All of those websites have carried news of Kinsella’s cat meat slur.
And then there are countless Chinese blogs and chat sites, like this one, buzzing about Catscam.
Other than Pamela Anderson, I think Warren Kinsella is now the most famous Canadian in the world.
Some of the reports vary slightly (though I’m only going by Google’s rough translation software), but they all seem to be variations of reports from Chinese-Canadian newspapers.
Take the story in China News. It mentioned Kinsella once – but it named Michael Ignatieff and the Liberal Party of Canada six times. Ignatieff might think he can duck this one. But China doesn’t think so.
What’s interesting is that China News didn’t just focus on Kinsella’s slur. It focused on his ham-fisted attempt to delete his slur. Of course they did – because that goes to his bad faith in the incident. He insulted Chinese people, and then when that blew up in his face, instead of taking responsibility manfully, he tried to hide what he had done. It made his subsequent apology look less than genuine, a fact that wasn’t lost on China News. Here are some excerpts:
…hurt the Chinese people… improper remarks deleted from the blog… Chinese vilification… attempt to conceal their improper remarks… expelled from the Liberal Party…
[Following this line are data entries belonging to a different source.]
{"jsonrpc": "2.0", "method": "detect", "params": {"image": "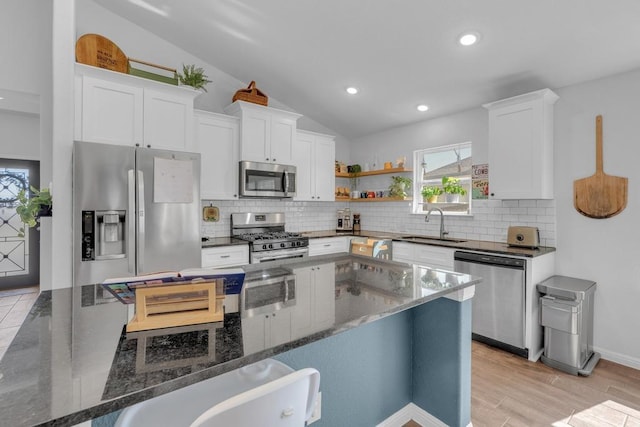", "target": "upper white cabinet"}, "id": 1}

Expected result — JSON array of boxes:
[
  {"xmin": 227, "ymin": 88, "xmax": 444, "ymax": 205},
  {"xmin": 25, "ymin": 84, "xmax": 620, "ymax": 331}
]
[
  {"xmin": 194, "ymin": 110, "xmax": 240, "ymax": 200},
  {"xmin": 293, "ymin": 130, "xmax": 336, "ymax": 201},
  {"xmin": 484, "ymin": 89, "xmax": 558, "ymax": 199},
  {"xmin": 224, "ymin": 101, "xmax": 301, "ymax": 165},
  {"xmin": 74, "ymin": 64, "xmax": 200, "ymax": 151}
]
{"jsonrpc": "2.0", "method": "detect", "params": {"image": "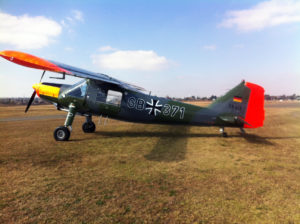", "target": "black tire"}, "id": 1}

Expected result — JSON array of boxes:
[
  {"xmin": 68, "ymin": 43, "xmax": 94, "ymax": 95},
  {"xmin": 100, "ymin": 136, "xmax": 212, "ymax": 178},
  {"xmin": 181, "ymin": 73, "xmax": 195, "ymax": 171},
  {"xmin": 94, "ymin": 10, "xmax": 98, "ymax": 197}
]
[
  {"xmin": 82, "ymin": 122, "xmax": 96, "ymax": 133},
  {"xmin": 53, "ymin": 126, "xmax": 71, "ymax": 141}
]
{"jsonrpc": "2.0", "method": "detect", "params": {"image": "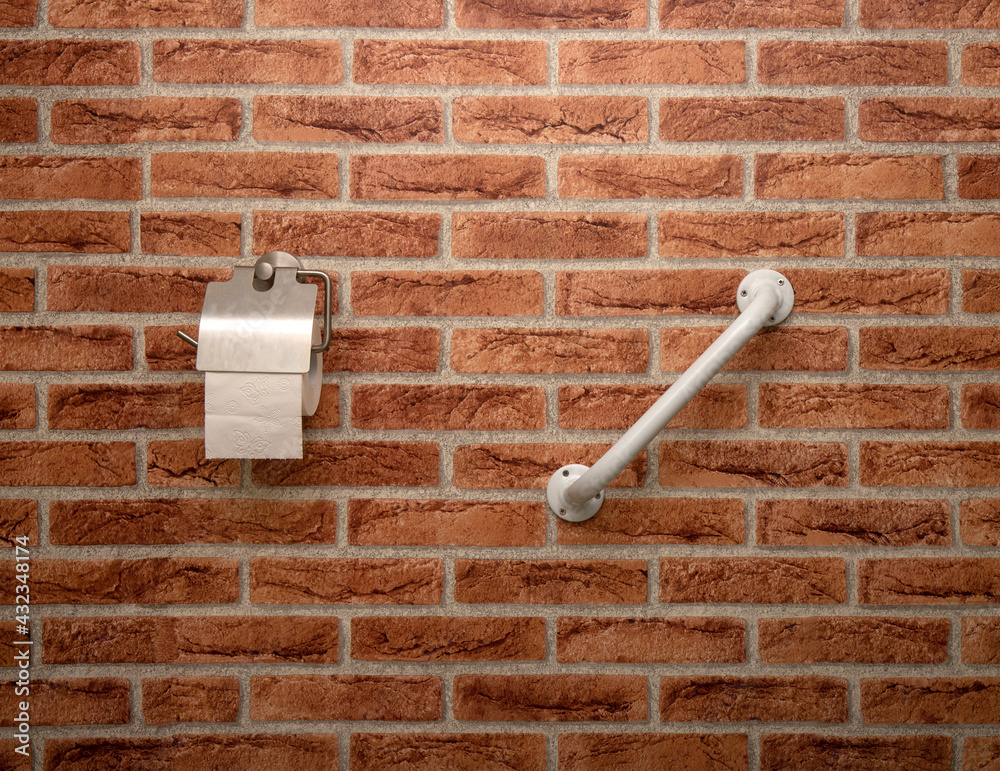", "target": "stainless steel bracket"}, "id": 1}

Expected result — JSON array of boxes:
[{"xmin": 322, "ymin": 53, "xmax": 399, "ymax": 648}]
[{"xmin": 177, "ymin": 252, "xmax": 333, "ymax": 372}]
You get the picture, even with Google’s awkward translation.
Is this story over yet?
No. It’s circled back to Canada again. It’s not just international. Now it’s non-partisan.
Here is a letter sent out by the Chinese Canadian National Council, Toronto Chapter, which describes itself as “an organization of Chinese Canadians in the City of Toronto that promotes equity, social justice, inclusive civic participation, and respect for diversity.” That’s the kind of group that, in the past, would have been pretty open-minded to voting Liberal. Now? Fat chance. They’re appalled. And note that their letter has been copied to Ignatieff. Will he continue to deny any moral obligation to respond? And how about one of the other groups to whom the CCNC’s letter was sent – the Chinese Canadian Liberal Association? What do they have to say about Kinsella’s smear? Which is more important to them – their identity as Liberals, or their self-respect as Chinese Canadians?